Fig. 3: SPI1 inhibits ferroptosis by repressing ACSL4 targets.

A Western blot examined the efficiency of SPI1 knockdown transfected with the shSPI1 in 786-O and ACHN. B qRT-PCR detection of NOX1, SLC7A11, ACSL4, GPX4, HO-1, NRF2 and FTH1 mRNA expression in shCtrl and shSPI1 groups (n = 3). C SPI1and ACSL4 proteins were detected in the si-Ctrl group and si-SPI1 group of 786-O and ACHN cell lines. D It is predicted that SPI1 may bind to the BS1 and BS2 sites of the 2000 bp sequence upstream of the ACSL4 transcription start site according to the HumanTFDB. E The dual-luciferase reporter assay showed the activity of the ACSL4 promoter fragment in 293 T cell line (n = 3). F ChIP-PCR analysis of the binding of SPI1 to the promoter of ACSL4 in 786-O and ACHN cell lines (n = 3).
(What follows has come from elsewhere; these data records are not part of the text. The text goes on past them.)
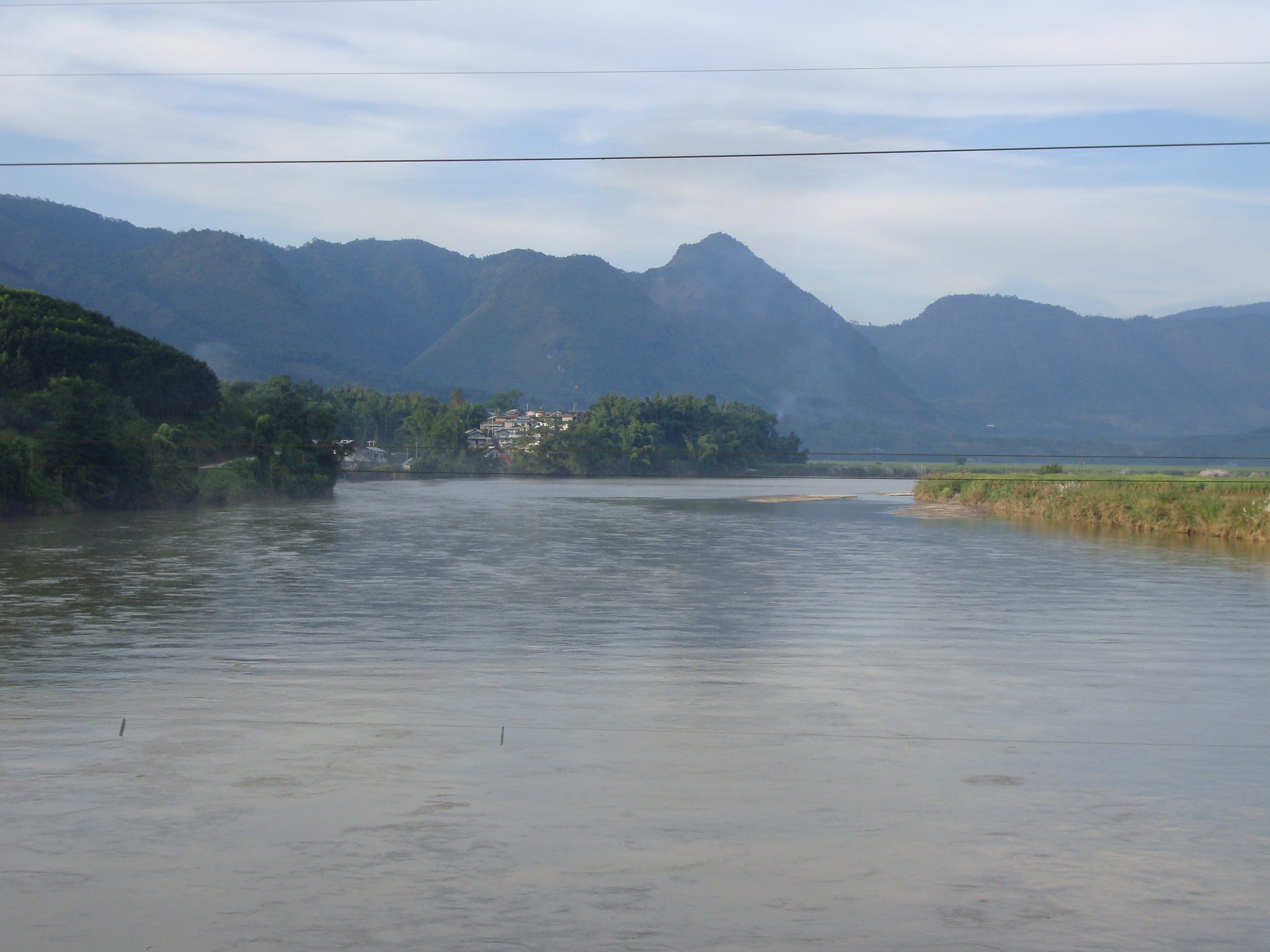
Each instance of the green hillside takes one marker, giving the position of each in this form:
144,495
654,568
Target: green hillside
1041,369
408,315
99,416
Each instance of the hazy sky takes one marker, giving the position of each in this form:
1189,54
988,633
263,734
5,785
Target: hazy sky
878,239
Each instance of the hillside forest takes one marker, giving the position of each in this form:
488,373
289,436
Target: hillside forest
98,416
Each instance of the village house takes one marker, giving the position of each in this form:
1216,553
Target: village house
500,433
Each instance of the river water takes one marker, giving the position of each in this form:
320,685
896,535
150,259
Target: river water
628,715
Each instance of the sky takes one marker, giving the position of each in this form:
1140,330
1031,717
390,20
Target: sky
877,238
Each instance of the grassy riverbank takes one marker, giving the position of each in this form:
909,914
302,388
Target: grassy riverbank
1227,508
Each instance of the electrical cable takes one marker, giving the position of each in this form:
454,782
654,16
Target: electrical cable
643,73
630,157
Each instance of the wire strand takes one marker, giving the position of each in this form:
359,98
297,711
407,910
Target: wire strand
641,73
630,157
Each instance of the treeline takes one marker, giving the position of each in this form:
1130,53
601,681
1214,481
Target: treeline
98,416
672,436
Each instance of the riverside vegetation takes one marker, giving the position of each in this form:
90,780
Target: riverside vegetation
98,416
1227,507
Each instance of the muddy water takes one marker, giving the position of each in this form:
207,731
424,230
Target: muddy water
726,725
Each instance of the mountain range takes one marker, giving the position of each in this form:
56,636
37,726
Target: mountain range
1042,369
411,315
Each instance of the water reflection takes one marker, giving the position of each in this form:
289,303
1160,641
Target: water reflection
729,725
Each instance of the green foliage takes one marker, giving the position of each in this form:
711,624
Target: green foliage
676,434
440,433
1228,508
42,338
363,414
290,431
23,485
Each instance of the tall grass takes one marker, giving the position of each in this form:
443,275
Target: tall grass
1228,508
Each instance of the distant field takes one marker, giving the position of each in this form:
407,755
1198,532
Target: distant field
1231,507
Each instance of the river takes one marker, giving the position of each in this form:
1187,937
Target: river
631,715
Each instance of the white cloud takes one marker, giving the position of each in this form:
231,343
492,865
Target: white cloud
877,238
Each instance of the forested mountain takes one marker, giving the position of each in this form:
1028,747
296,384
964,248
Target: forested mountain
411,315
1033,368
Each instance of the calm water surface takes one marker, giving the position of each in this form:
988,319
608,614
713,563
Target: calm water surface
729,725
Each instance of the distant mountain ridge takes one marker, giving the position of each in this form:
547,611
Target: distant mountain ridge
1042,369
413,315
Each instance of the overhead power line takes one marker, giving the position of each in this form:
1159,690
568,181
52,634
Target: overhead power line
628,157
630,73
207,3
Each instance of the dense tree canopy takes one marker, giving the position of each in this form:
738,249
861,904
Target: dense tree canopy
676,434
42,338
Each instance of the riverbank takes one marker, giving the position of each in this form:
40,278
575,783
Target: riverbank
1226,508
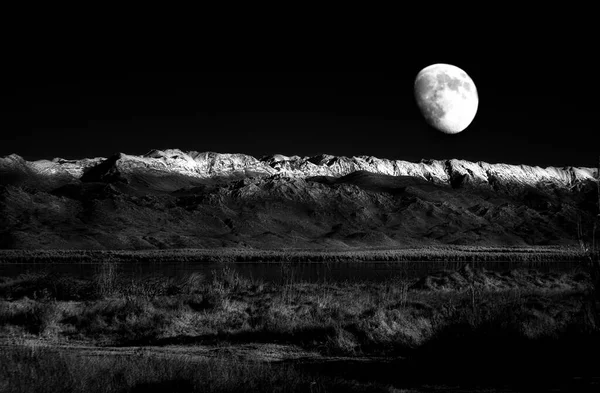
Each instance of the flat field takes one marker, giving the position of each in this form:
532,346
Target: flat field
468,329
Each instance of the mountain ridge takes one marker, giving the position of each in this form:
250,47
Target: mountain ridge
174,199
203,165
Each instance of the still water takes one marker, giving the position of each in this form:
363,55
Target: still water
276,272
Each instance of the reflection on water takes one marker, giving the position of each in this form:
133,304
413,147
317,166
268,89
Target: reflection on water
305,271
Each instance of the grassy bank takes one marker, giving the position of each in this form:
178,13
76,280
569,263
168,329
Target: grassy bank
441,253
469,322
24,370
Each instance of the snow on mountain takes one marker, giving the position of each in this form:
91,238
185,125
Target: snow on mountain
204,165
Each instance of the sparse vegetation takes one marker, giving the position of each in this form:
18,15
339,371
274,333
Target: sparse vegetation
466,317
439,253
24,370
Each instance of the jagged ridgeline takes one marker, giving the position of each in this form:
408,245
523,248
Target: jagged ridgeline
175,199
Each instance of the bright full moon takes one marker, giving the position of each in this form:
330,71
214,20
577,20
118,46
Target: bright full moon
447,97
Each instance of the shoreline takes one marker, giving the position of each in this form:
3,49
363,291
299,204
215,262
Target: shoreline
430,254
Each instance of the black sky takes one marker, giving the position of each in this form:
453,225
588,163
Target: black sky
537,106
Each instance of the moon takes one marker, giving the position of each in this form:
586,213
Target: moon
446,97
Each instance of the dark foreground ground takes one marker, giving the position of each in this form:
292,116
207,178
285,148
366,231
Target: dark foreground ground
464,330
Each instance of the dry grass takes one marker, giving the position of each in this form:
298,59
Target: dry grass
44,370
385,318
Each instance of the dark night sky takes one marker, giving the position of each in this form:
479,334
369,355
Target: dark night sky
537,106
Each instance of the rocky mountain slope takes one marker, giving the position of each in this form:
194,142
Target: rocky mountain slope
169,199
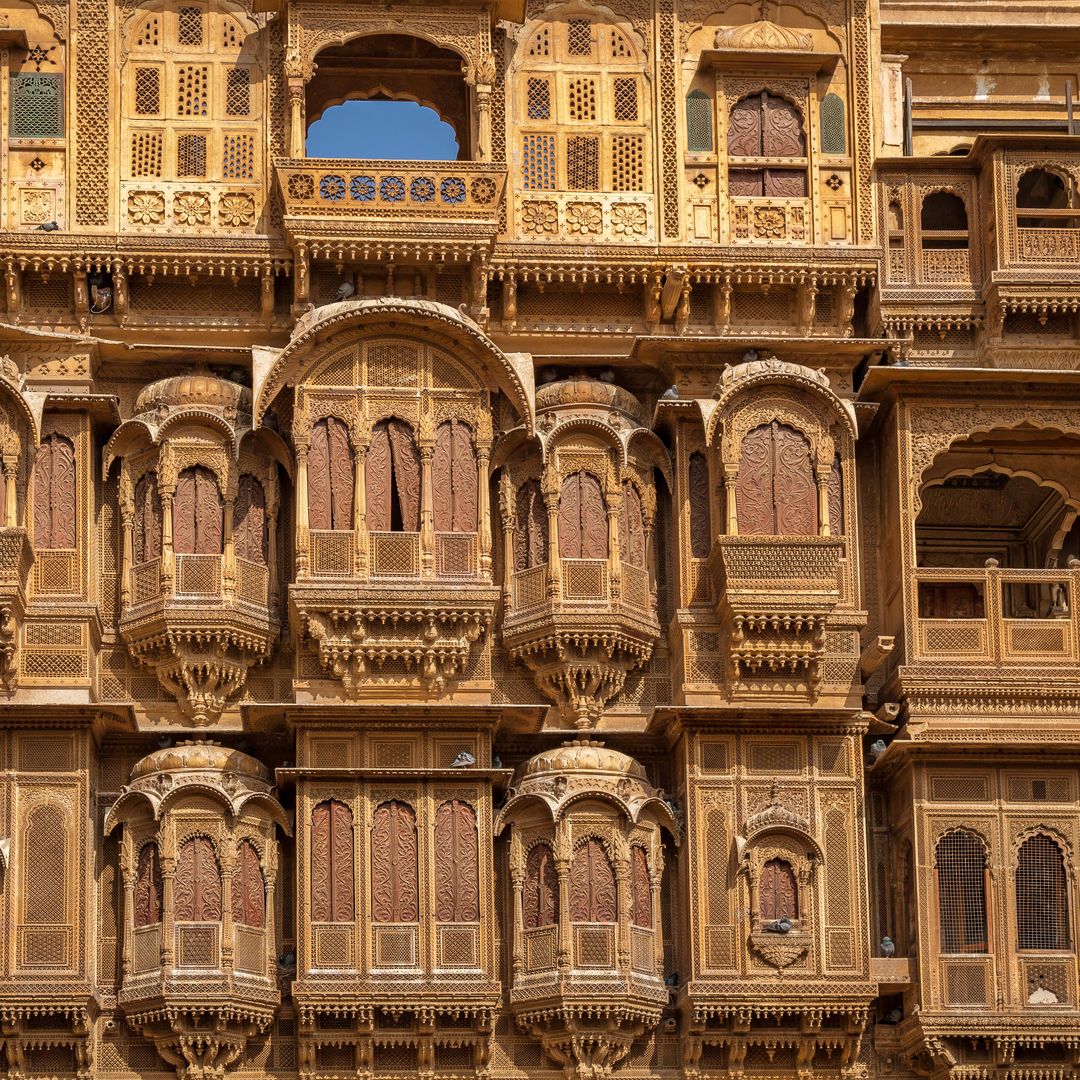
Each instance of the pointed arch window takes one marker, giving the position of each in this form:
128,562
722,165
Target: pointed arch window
147,518
329,475
1042,895
454,478
394,871
767,148
54,494
333,892
148,888
457,882
530,527
251,532
198,513
592,883
540,900
392,478
197,885
582,517
775,493
961,893
248,889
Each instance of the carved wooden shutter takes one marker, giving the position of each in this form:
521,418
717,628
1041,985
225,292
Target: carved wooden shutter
592,885
332,863
248,889
775,494
454,478
148,887
540,896
329,475
54,494
406,462
147,518
632,526
701,539
640,890
197,886
250,521
457,889
394,888
778,892
530,530
582,518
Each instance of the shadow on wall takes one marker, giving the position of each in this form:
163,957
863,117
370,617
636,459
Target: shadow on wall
402,131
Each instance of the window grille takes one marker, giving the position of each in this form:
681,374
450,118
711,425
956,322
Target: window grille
147,92
538,105
189,27
581,97
238,92
37,106
1042,920
238,157
582,163
579,37
961,893
832,124
699,122
538,162
191,83
625,99
146,153
191,156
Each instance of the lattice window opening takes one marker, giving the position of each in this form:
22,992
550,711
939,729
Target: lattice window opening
1042,896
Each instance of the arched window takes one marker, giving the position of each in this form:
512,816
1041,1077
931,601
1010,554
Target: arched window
778,892
775,493
44,862
833,135
457,883
944,220
640,898
54,494
961,893
329,475
454,478
197,885
333,894
530,527
392,478
582,517
767,148
701,530
699,122
248,889
592,883
394,888
540,899
1042,895
198,513
250,530
148,889
632,526
147,518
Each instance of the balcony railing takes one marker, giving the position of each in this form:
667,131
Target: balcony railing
343,188
997,616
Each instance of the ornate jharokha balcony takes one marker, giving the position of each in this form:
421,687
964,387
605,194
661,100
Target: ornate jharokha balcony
996,617
386,198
G CCK-8 assays were used to analyse the effect on cell viability in 786-O and ACHN. H, I Flow cytometry was used to detect lipid peroxidation level in 786-O and ACHN (n = 3). J, K MDA and Fe²⁺ levels were measured separately in 786-O and ACHN (n = 4). Data are presented as the mean ± SD and analyzed by t -test or Kruskal-Wallis test. *: P < 0.05, **: P < 0.01, ***: P < 0.001.